I agree that Web Codecs needs to be low level and explicit, but specifying a target size directly in the decode steps allows for better performance in all cases (if only because of memory locality, at the very minimum).

Not all web codec uses are going to be about displaying images (but I agree that what you list are very good solutions for when this is the case), there is a need for a resize primitive. It's certainly possible via a Canvas today, but it's cumbersome and potentially wasteful. In addition, it requires a higher-level of abstraction object for doing an operation on a lower-level construct, which is indicative of a functionality gap.

dalecurtis commented 3 years ago

I agree that Web Codecs needs to be low level and explicit, but specifying a target size directly in the decode steps allows for better performance in all cases (if only because of memory locality, at the very minimum).
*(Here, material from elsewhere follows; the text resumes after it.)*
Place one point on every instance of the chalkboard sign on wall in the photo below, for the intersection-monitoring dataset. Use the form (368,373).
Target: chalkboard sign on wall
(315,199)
In the case where we have to decode to full resolution and then apply a scaling algorithm into a new block of memory, I don't follow how we could have any meaningfully better performance. E.g., it seems it would always be better if scaling was handled at the draw stage into a pooled and/or gpu buffer or by the encoder into potentially cross-process shared memory or by the hardware encoder itself.

Not all web codec uses are going to be about displaying images (but I agree that what you list are very good solutions for when this is the case), there is a need for a resize primitive. It's certainly possible via a Canvas today, but it's cumbersome and potentially wasteful. In addition, it requires a higher-level of abstraction object for doing an operation on a lower-level construct, which is indicative of a functionality gap.

I totally agree we eventually need a scaling and conversion API to handle a small set of non-display, non-encode use cases, but I don't think we need to bake that into the decoders themselves for cases where the format can't natively decode into a reduced resolution. I also feel that these use cases will be okay in the short term with going through canvas or ImageBitmap for scaling.

Another reason these attributes are best effort is that reduced resolution decoding doesn't guarantee an exact size. So even in cases where a codec does support a lower resolution decode, the user is effectively ending up with a nearest match to their requested size.

padenot commented 3 years ago

Another reason these attributes are best effort is that reduced resolution decoding doesn't guarantee an exact size. So even in cases where a codec does support a lower resolution decode, the user is effectively ending up with a nearest match to their requested size.

I buy this argument. I'm closing this issue, thanks for the clarifications!